Amine aqueous solution for forming an active layer of a polyamide reverse osmosis composite membrane comprising 0.1 to 20% by weight of a reactive primary amine monomer, 0.1 to 20% by weight of multiple quaternary amine salts and 60 to 99.8% by weight of water. The method of claim 1, The multi-quaternary amine salt is an amine aqueous solution for forming an active layer of the polyamide reverse osmosis composite membrane, characterized in that [Formula 4]

(In Formula 4, a, b, c, d, e, f and g are each independently a repeating unit of -CH ₂ -and an integer of 1 or more, and n is an integer of 1 or more as the degree of polymerization. In addition, the ammonium hydroxide (hydroxide) in the multiple quaternary amine salt of the formula (4) is ammonium nitrate (ammonium nitrate), ammonium sulfate (ammonium sulfate), ammonium carboxylate (ammonium carboxylate) or ammonium sulfonate (ammonim sulfonate) May form multiple quaternary amine salts.) The method of claim 1, The multiple quaternary amine salt, N, N, N, N ', N', N'-hexabutylhexamethylenediamino dihydroxide (N, N, N, N ', N', N'-hexabutylhexamethylenediamino dihydroxide), N, N, N , N ', N', N'-hexamethylhexamethylenediamino dihydroxide (N, N, N, N ', N', N'-hexamethylhexamethylenediamino dihydroxide), N, N, N, N ', N ', N'-hexaethylhexamethylenediamino dihydroxide (N, N, N, N', N ', N'-hexaethylhexamethylenediamino dihydroxide) and N, N, N, N', N ', N'- Amine aqueous solution for forming an active layer of a polyamide reverse osmosis composite membrane, characterized in that it is selected from the group consisting of hexapropylhexamethylenediamino dihydroxide (N, N, N, N ', N', N'-hexapropylhexamethylenediamino dihydroxide). In the method for producing a polyamide reverse osmosis composite membrane by interfacial polymerization of an amine aqueous solution and an amine reactive compound, (a) an aqueous amine solution comprising 0.1 to 20% by weight reactive primary amine monomer, 0.1 to 20% by weight multiple quaternary amine salt and 60 to 99.8% by weight water; And (b) a polyamide reverse osmosis composite membrane comprising forming an active layer by interfacial polymerization by contacting an organic solution of an amine reactive compound containing 0.01 to 10% by weight of a polyfunctional acyl halide monomer as an amine reactive compound with the porous support surface Manufacturing method. The method of claim 4, wherein The multi-quaternary amine salt is an amine aqueous solution for forming an active layer of the polyamide reverse osmosis composite membrane, characterized in that [Formula 4]

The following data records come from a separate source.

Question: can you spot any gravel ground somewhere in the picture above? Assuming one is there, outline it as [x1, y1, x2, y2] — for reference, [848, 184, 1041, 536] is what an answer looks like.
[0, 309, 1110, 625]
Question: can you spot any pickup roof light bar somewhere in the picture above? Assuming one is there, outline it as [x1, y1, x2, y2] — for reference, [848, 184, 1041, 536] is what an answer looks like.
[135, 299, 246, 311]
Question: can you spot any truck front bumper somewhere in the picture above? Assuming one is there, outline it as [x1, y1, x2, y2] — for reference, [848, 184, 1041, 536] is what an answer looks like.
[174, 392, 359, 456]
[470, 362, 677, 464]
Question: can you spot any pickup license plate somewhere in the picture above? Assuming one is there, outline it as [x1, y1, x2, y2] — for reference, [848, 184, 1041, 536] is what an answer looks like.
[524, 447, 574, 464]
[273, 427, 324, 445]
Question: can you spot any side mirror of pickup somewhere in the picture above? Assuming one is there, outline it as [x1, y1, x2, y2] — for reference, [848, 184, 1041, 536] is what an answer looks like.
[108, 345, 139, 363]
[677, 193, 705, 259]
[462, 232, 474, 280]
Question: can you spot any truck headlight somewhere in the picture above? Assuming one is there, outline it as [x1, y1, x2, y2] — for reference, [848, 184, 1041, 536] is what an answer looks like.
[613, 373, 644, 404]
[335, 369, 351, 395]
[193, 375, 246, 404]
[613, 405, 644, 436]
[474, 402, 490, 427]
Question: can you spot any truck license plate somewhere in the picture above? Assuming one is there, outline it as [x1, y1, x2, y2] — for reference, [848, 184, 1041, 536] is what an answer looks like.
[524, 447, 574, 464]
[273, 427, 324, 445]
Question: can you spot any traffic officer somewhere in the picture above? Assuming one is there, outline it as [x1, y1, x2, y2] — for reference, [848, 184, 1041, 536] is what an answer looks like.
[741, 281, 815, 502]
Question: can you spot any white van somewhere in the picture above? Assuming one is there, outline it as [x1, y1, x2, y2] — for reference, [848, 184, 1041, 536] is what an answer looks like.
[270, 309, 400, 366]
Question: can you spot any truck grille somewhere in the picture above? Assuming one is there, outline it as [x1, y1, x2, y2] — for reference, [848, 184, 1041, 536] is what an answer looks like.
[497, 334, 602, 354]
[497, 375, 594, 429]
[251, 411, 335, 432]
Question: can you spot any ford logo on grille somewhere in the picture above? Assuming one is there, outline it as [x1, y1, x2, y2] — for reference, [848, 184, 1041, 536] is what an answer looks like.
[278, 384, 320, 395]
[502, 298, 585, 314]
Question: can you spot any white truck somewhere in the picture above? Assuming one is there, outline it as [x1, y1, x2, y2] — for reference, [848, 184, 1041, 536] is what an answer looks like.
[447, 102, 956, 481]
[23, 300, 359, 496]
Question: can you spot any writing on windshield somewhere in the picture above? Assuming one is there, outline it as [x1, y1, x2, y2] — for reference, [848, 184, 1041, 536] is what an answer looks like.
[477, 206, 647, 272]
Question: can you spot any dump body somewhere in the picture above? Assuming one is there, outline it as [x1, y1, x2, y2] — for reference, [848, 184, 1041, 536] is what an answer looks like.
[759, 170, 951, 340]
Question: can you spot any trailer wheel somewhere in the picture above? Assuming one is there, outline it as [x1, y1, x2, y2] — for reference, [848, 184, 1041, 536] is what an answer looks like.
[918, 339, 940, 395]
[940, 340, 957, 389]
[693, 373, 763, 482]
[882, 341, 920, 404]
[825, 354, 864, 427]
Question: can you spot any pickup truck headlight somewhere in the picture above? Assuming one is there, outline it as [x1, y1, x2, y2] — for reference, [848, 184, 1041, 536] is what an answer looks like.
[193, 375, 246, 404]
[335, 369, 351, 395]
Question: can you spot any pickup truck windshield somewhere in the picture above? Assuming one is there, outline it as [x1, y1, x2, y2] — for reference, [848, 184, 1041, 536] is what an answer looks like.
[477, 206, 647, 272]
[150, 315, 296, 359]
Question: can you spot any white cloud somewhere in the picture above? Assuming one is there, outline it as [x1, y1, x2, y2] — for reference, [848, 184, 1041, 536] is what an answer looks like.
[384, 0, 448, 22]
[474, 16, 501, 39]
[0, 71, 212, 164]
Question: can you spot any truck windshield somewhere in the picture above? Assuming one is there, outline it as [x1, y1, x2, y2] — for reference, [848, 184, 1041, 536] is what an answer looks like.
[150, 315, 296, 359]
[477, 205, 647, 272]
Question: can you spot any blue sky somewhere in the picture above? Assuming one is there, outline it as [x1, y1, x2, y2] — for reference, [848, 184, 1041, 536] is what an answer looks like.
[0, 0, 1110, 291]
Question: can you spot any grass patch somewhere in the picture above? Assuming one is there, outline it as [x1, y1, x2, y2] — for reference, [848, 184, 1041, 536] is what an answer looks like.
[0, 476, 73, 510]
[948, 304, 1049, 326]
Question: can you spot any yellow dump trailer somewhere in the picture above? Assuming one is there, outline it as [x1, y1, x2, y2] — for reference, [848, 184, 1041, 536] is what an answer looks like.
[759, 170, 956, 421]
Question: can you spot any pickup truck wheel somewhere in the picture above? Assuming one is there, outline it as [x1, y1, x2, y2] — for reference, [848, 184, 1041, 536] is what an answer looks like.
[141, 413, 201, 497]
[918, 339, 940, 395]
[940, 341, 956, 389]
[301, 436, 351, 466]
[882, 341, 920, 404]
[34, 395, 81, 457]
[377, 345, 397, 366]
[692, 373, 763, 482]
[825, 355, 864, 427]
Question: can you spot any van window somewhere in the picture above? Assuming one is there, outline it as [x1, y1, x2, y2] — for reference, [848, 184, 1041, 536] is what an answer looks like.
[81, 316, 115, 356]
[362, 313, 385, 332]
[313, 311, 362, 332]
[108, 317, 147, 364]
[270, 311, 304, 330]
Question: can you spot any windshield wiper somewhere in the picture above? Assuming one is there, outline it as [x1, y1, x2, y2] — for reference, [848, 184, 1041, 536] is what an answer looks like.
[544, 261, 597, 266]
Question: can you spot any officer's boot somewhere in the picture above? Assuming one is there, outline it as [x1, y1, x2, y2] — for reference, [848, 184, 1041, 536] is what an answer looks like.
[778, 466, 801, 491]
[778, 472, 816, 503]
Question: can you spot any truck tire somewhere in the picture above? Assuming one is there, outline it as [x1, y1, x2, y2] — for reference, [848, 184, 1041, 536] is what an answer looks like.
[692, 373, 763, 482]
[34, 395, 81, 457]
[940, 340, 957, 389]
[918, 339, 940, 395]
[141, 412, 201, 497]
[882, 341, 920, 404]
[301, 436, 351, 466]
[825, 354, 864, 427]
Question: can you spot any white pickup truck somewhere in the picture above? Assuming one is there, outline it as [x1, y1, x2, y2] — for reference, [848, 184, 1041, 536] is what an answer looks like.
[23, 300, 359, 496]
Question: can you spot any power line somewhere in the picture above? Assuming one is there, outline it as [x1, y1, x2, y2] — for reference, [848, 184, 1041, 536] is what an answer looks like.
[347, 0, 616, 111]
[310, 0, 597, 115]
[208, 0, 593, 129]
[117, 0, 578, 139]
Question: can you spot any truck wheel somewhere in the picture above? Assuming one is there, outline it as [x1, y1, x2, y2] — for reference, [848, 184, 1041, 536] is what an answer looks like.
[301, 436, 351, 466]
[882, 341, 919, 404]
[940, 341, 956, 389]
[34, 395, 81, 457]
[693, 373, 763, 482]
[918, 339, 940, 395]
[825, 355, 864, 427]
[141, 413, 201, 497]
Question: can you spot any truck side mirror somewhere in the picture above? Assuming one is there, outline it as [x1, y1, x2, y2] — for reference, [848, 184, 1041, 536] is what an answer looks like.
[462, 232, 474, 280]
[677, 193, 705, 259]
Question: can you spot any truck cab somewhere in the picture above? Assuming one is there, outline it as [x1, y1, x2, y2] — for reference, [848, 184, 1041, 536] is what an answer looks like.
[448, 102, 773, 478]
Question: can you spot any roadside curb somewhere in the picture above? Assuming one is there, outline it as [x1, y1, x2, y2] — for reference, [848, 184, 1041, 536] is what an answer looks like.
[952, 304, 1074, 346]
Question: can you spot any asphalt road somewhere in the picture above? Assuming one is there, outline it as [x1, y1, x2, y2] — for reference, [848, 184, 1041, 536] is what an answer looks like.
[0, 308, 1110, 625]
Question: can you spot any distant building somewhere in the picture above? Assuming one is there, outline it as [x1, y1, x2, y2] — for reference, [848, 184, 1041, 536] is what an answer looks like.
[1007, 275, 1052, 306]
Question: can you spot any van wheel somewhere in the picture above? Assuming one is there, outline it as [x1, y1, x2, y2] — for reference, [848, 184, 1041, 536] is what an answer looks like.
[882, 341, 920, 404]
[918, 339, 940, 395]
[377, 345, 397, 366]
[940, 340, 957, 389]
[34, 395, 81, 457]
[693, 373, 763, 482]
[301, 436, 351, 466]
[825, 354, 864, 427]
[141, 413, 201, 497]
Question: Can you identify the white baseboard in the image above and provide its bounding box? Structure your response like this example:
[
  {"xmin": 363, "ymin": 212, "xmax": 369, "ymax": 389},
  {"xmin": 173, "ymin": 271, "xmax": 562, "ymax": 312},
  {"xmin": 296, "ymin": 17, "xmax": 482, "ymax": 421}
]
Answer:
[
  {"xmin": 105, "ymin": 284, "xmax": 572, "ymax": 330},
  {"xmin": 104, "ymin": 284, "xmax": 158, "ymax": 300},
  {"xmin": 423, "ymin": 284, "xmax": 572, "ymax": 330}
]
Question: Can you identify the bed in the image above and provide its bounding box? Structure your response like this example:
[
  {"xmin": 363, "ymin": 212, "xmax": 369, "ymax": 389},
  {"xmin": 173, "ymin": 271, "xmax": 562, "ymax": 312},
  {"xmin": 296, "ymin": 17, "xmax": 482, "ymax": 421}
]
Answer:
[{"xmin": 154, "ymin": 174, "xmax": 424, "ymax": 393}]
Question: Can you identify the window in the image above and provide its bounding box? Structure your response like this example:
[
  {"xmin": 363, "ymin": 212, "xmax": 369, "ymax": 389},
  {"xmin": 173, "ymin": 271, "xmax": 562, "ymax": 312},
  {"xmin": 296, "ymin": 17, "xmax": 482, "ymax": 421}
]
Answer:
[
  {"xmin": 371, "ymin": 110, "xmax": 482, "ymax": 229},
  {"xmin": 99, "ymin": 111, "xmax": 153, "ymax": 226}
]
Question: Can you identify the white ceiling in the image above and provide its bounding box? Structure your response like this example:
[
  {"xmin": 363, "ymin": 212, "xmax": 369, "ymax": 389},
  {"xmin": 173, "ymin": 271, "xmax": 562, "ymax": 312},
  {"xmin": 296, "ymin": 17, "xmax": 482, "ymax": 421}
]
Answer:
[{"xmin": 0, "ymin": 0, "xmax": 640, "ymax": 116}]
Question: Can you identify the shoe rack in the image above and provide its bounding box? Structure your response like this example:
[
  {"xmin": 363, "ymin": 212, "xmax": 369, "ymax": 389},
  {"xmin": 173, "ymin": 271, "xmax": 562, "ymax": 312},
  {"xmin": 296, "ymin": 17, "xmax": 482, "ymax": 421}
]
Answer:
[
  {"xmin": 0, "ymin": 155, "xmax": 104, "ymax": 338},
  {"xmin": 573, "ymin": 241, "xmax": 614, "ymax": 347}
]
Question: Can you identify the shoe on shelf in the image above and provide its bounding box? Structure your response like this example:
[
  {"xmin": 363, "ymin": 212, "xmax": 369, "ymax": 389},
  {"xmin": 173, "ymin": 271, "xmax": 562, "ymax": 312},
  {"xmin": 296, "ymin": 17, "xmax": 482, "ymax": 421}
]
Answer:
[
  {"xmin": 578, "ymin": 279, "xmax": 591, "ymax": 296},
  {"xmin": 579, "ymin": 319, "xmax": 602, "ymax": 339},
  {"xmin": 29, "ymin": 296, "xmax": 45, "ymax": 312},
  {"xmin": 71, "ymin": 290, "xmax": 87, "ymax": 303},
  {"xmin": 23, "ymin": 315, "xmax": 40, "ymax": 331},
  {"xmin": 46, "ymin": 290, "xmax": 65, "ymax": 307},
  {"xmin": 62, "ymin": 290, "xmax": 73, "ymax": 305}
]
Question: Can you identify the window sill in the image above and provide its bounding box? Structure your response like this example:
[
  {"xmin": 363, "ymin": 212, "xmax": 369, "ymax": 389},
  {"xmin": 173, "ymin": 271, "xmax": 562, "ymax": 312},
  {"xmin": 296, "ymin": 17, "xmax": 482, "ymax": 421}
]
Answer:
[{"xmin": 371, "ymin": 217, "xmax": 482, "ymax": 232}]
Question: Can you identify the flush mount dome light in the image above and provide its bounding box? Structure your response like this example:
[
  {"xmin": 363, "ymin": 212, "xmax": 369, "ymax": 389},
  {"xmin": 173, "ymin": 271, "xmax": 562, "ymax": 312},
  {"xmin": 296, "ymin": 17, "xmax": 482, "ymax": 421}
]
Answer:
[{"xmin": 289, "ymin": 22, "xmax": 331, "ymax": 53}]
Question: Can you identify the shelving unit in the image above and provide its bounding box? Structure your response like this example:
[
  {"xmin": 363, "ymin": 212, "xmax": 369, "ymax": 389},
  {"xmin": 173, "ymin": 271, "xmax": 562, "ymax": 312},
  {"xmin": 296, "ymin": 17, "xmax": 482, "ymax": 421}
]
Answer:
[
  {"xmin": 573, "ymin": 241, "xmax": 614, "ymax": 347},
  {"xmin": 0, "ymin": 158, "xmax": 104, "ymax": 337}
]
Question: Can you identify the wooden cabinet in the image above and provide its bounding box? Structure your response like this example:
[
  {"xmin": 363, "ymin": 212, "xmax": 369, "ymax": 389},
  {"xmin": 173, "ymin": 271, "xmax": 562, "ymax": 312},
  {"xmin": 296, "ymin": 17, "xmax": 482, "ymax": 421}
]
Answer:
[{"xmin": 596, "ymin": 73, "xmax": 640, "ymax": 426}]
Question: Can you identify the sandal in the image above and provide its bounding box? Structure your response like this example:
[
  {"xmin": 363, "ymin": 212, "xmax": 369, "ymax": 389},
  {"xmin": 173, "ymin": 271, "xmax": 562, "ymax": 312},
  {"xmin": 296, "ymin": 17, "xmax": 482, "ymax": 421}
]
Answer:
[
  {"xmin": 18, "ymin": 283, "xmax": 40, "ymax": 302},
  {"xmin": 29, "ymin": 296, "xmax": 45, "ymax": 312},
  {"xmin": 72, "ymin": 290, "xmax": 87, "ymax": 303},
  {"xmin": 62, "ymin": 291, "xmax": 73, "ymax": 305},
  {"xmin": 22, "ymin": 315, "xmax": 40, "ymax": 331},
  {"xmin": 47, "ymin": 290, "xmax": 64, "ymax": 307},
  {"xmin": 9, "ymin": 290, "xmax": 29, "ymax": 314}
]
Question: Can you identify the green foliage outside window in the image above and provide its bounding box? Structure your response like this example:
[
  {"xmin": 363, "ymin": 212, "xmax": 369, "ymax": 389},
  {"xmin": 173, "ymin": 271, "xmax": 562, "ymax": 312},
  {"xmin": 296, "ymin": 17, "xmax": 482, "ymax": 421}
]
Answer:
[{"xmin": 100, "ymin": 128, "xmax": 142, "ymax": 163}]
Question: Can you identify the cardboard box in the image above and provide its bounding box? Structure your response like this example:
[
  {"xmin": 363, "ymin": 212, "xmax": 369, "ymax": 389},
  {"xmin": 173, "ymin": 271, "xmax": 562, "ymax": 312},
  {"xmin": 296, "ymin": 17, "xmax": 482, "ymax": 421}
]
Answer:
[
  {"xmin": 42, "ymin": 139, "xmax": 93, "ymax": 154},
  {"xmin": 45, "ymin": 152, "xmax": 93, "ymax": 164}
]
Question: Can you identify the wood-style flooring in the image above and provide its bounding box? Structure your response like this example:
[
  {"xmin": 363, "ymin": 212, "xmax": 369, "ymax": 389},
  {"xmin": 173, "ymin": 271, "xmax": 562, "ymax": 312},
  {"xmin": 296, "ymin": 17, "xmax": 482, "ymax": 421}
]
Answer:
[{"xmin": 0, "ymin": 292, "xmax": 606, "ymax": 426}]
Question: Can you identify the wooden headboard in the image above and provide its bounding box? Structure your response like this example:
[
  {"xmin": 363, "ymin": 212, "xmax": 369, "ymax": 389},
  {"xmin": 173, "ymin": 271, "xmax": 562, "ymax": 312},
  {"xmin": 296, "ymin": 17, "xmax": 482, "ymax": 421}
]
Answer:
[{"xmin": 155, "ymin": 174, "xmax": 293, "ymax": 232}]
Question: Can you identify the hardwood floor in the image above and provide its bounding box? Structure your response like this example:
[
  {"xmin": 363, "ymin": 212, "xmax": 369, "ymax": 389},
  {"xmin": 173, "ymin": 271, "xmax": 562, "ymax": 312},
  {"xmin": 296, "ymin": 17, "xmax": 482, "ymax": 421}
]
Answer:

(In Formula 4, a, b, c, d, e, f and g are each independently a repeating unit of -CH ₂ -and an integer of 1 or more, and n is an integer of 1 or more as the degree of polymerization. In addition, the ammonium hydroxide (hydroxide) in the multiple quaternary amine salt of the formula (4) is ammonium nitrate (ammonium nitrate), ammonium sulfate (ammonium sulfate), ammonium carboxylate (ammonium carboxylate) or ammonium sulfonate (ammonim sulfonate) May form multiple quaternary amine salts.) The method of claim 4, wherein The multiple quaternary amine salt, N, N, N, N ', N', N'-hexabutylhexamethylenediamino dihydroxide (N, N, N, N ', N', N'-hexabutylhexamethylenediamino dihydroxide), N, N, N , N ', N', N'-hexamethylhexamethylenediamino dihydroxide (N, N, N, N ', N', N'-hexamethylhexamethylenediamino dihydroxide), N, N, N, N ', N ', N'-hexaethylhexamethylenediamino dihydroxide (N, N, N, N', N ', N'-hexaethylhexamethylenediamino dihydroxide) and N, N, N, N', N ', N'- Hexapropyl hexamethylenediamino dihydroxide (N, N, N, N ', N', N'-hexapropylhexamethylenediamino dihydroxide) polyamide reverse osmosis composite membrane manufacturing method characterized in that selected from the group consisting of. The method of claim 4, wherein Polyamide reverse osmosis composite membrane manufacturing method characterized in that for 10 seconds to 1 hour at 60 to 150 ℃ after the step (b).